As the agents approached the door, several people formed a human chain and had to be pushed aside. The agents identified themselves and asked for cooperation, "but they did not get it despite the family's promise to just open the door peacefully if we came to get Elián,'' Cardona said.

"There was a couch pushed against the door, so the agents had to breach the door to get inside. Inside all the while, family members and supporters were screaming at the agents.''

Cardona said the agent pictured holding up an automatic weapon as he encountered a terrified Elián in the arms of supporter Donato Dalrymple had the safety lock on. "He made a specific decision to keep the safety lock on because he feared he would encounter a physical struggle and didn't want the gun to go off accidentally,'' Cardona said.
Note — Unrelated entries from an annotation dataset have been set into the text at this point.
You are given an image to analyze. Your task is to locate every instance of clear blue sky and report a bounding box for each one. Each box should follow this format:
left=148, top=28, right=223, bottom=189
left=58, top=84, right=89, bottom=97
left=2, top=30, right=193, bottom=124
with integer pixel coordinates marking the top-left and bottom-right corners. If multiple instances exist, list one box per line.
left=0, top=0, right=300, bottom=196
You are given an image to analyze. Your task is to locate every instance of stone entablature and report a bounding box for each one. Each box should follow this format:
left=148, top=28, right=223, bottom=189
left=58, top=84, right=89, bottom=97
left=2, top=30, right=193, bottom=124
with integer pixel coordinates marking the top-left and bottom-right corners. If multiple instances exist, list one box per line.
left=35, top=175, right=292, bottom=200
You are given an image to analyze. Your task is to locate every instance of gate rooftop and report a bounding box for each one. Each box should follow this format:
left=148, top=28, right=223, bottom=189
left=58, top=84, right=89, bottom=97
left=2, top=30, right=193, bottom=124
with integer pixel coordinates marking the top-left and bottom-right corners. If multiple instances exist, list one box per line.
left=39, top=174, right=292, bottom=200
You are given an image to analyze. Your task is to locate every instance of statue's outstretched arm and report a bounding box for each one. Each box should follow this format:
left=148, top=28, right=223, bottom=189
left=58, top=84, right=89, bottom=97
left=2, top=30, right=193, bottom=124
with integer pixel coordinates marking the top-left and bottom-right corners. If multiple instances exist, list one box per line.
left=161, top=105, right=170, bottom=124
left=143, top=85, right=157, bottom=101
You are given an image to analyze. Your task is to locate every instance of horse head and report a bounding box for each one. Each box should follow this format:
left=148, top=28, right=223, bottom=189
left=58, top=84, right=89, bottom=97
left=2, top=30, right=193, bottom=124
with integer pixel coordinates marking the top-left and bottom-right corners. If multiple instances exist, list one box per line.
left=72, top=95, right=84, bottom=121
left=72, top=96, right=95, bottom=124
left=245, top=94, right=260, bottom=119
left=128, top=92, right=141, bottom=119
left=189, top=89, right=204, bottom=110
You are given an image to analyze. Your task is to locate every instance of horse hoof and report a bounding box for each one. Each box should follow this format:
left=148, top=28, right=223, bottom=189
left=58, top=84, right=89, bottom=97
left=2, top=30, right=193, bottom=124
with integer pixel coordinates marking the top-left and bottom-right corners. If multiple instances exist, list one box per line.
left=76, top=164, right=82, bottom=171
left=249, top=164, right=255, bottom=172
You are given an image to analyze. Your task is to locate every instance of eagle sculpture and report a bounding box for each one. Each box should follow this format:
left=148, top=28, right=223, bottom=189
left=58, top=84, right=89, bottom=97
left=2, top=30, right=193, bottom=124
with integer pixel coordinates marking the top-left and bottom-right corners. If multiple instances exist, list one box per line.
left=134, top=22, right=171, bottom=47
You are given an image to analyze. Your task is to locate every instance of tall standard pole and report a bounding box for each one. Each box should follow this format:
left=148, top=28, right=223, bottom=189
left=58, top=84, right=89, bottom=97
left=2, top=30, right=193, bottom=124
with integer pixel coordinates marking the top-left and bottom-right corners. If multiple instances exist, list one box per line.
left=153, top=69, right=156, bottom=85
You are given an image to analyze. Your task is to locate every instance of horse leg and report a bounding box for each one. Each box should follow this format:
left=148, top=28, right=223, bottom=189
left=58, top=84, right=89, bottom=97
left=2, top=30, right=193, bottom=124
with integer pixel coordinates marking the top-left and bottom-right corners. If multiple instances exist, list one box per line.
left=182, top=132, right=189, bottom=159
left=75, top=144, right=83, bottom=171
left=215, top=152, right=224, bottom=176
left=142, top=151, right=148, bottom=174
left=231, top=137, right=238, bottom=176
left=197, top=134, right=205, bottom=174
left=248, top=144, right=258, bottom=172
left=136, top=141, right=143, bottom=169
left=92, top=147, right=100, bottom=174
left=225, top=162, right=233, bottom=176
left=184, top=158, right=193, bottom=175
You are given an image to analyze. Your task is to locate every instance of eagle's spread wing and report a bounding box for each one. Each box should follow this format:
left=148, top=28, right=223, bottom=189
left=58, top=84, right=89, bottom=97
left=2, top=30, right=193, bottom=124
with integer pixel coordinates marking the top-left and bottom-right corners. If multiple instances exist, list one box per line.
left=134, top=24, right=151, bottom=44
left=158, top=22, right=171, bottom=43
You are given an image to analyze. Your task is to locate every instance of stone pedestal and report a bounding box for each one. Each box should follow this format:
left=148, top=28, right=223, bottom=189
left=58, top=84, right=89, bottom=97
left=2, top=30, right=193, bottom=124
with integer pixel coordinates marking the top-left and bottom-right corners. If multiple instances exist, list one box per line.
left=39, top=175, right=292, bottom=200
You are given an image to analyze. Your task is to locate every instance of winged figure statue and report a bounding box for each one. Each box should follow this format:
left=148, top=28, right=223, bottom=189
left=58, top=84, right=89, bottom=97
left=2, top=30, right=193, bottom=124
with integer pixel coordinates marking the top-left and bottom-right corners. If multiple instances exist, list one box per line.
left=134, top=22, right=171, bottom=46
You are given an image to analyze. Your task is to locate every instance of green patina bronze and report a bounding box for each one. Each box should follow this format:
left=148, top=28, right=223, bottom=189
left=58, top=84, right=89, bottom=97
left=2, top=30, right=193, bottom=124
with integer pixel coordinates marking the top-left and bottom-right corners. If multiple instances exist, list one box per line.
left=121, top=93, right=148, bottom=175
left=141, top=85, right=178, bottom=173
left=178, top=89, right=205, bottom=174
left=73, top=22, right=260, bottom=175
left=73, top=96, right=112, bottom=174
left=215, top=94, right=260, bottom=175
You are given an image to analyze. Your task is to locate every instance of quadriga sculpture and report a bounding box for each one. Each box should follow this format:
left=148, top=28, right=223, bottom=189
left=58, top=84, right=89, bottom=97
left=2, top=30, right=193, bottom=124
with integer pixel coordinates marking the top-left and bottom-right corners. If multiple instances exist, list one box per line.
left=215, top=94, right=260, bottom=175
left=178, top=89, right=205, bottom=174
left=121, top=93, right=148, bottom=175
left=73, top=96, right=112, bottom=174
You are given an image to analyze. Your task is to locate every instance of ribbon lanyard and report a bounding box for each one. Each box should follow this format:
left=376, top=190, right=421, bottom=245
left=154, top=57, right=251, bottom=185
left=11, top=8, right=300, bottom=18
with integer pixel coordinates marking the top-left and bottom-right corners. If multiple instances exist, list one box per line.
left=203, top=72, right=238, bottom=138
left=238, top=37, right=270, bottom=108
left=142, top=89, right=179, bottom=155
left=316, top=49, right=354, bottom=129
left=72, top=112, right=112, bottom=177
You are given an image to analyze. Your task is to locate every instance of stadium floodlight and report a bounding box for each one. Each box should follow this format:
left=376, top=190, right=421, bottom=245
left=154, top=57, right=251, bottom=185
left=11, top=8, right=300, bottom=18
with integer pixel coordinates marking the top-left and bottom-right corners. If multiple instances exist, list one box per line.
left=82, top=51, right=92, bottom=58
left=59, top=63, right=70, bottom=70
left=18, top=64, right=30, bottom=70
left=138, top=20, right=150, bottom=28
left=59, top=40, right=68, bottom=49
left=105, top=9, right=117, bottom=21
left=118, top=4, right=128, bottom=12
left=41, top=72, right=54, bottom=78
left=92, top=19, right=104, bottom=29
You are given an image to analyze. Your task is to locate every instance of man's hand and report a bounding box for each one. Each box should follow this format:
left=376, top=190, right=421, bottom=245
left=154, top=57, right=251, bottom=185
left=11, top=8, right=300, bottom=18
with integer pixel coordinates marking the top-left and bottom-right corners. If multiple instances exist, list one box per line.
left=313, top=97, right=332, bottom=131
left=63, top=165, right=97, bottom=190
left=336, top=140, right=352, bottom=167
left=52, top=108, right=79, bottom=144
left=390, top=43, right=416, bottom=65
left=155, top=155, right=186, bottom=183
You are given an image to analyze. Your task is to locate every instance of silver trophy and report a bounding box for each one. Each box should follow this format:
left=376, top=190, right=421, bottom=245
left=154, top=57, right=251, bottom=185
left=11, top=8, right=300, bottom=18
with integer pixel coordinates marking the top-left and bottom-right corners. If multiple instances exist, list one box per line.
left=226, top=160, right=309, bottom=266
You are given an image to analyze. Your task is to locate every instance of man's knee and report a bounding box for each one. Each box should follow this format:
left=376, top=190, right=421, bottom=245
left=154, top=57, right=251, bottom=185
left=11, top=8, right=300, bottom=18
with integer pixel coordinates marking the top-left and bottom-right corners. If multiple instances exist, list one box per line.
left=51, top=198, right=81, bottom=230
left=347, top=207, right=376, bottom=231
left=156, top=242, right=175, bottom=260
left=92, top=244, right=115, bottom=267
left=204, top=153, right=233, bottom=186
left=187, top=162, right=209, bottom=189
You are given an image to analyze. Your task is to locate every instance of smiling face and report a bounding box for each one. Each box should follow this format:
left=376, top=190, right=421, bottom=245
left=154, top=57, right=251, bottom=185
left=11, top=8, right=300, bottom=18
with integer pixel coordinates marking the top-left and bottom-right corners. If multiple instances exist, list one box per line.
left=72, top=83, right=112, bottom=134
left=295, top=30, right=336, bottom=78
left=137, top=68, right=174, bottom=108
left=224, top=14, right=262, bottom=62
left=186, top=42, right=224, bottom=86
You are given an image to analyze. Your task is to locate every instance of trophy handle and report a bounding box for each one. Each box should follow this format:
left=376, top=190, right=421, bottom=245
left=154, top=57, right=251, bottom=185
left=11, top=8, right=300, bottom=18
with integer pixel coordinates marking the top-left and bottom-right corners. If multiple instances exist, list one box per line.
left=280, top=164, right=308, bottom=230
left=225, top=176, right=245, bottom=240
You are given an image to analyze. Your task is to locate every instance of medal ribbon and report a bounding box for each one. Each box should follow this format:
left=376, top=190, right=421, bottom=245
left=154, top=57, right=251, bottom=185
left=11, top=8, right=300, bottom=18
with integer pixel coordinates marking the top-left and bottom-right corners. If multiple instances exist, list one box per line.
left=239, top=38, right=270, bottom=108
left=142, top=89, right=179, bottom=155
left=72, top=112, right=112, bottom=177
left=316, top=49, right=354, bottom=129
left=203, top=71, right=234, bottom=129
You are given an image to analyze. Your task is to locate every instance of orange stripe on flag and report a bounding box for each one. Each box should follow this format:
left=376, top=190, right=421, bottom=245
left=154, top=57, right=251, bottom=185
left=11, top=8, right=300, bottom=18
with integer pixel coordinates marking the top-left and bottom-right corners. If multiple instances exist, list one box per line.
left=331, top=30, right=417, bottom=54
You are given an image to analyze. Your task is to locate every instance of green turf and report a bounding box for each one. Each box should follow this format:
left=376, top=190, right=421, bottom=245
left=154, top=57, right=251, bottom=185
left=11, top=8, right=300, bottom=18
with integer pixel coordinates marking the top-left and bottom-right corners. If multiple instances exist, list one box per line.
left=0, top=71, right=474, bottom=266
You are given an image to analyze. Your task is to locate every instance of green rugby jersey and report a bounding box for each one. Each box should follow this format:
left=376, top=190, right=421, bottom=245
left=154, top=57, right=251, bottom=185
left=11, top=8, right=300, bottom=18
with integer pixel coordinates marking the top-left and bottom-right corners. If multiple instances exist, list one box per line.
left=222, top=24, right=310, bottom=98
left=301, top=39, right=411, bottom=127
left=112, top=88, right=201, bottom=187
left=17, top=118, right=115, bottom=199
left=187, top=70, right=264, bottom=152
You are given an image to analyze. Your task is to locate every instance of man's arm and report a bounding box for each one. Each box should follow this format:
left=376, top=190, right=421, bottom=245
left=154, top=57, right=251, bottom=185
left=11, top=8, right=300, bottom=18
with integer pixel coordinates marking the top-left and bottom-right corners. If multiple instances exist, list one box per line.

There has been no indication that Juan Miguel González wants to see the Miami relatives, who made repeated unsuccessful efforts to see Elián when he was at Andrews Air Force Base. Security officers at Wye would bar them from entering without permission, said Drew Wade, a spokesman for the U.S. Marshals Service.

Doris Meissner, commissioner of the Immigration and Naturalization Service, said today on NBC's "Today'' that Kernberg told her "something I found very touching – that the father is not hostile to the Miami relatives, he is very hurt. They have said very cruel things over recent weeks and the adults need to sort that out before the child is involved.''

Attorney General Janet Reno failed to quiet Republican criticism of the raid during a meeting Tuesday with a bipartisan group of senators. Congressional hearings are scheduled to begin next week.

With the drama moved a thousand miles to the north, Cuban-Americans in Miami upset over Elián's seizure called a general strike Tuesday. Workers stayed home, students skipped school and businesses closed, bringing honking cars and Cuban flags to the streets of Little Havana. Several baseball major league baseball players honored the strike.

Attorneys for the Miami family filed a motion Tuesday in the 11th Circuit Court of Appeals, asking that a guardian be appointed to check on Elián's well-being. The court directed attorneys for Juan Miguel González to file a response by this afternoon, stating any reasons that shouldn't happen.